The German gov’t-funded randomized, controlled, multi-center 250-patient REMOVE trial, which was launched in late 2017, looked to explore the safety and efficacy of intraoperative CytoSorb in patients with dangerous bacterial heart valve infections during valve replacement surgeries and cardiopulmonary bypass procedures, the Monmouth, N.J.-based company said.
The study’s goal is to demonstrate improved hemodynamic stability and reduced organ injury, primarily measured by change in the sequential organ failure assessment score, with secondary endpoints of 30-day mortality, need for supportive care therapies and length of intensive care and in-hospital stays.
“The Scientific Advisory Board of the Center of Sepsis Control and Care and the Data Safety Monitoring Board of the REMOVE study recommended continuation of the study, based upon results of a pre-specified interim analysis that analyzed cytokine and vasoactive mediator levels as an indicator of the mechanistic mode of action of the device in 28 CytoSorb-treated patients and 22 control patients. There were no device-associated adverse events in the CytoSorb group,” Dr. Frank Brunkhorst of Jena University Hospital’s Center for Clinical Studies and Dr. Torsten Doenst of Jena University’s Clinic for Cardiac and Thoracic Surgery said in a joint statement.
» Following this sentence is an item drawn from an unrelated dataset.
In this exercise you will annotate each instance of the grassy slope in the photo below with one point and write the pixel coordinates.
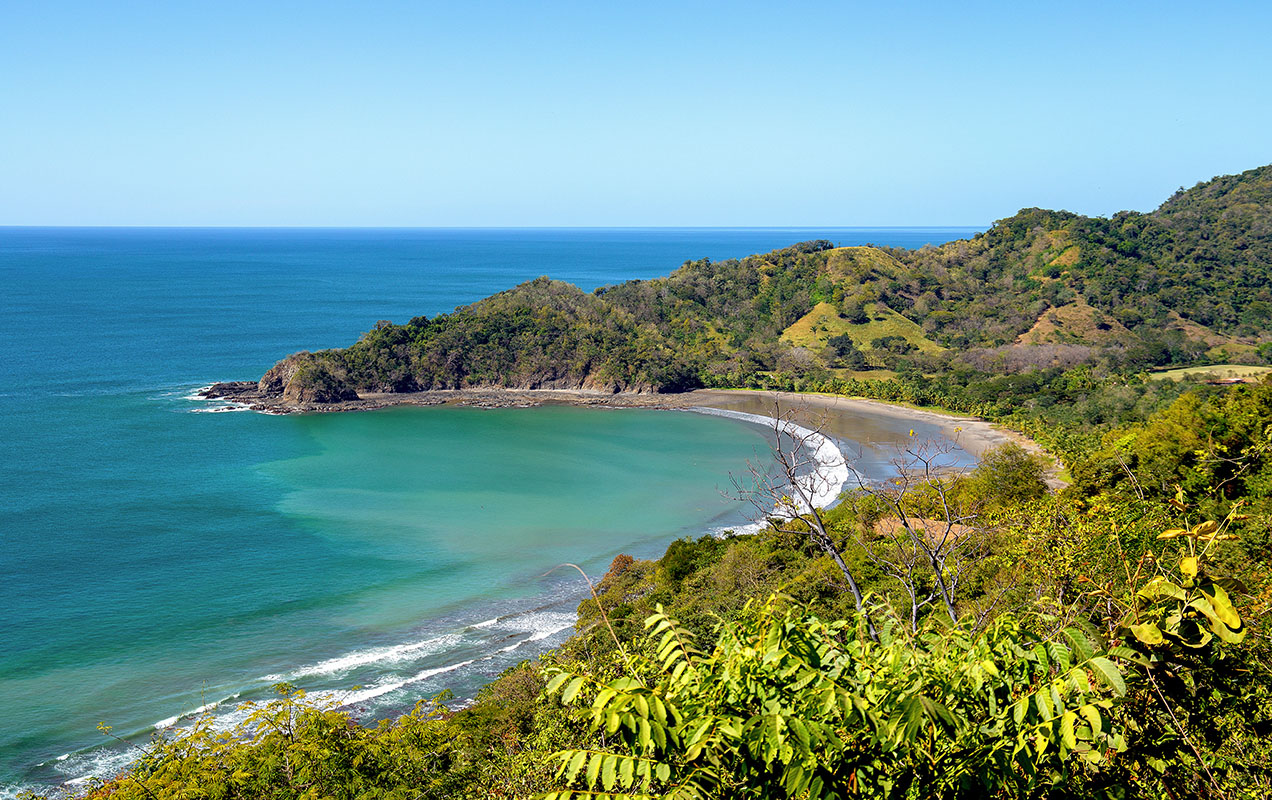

“We are pleased to have passed this significant milestone for the REMOVE endocarditis trial and thank all of the participating centers for their continued contributions to this important study. We are eager to continue the trial so that we will get important information on the clinical end points in these critically-ill patients. We thank the German government for support. Currently, enrollment is in-line with our goals, and we are confident in being able to advance this trial to completion,” principal investigator Dr. Mahmoud Diab of Jena University’s Clinic for Cardiac and Thoracic Surgery
Last August, Cytosorbents said that it won another round of funding from the U.S. government to commercialize its HemoDefend red blood cell transfusion filter.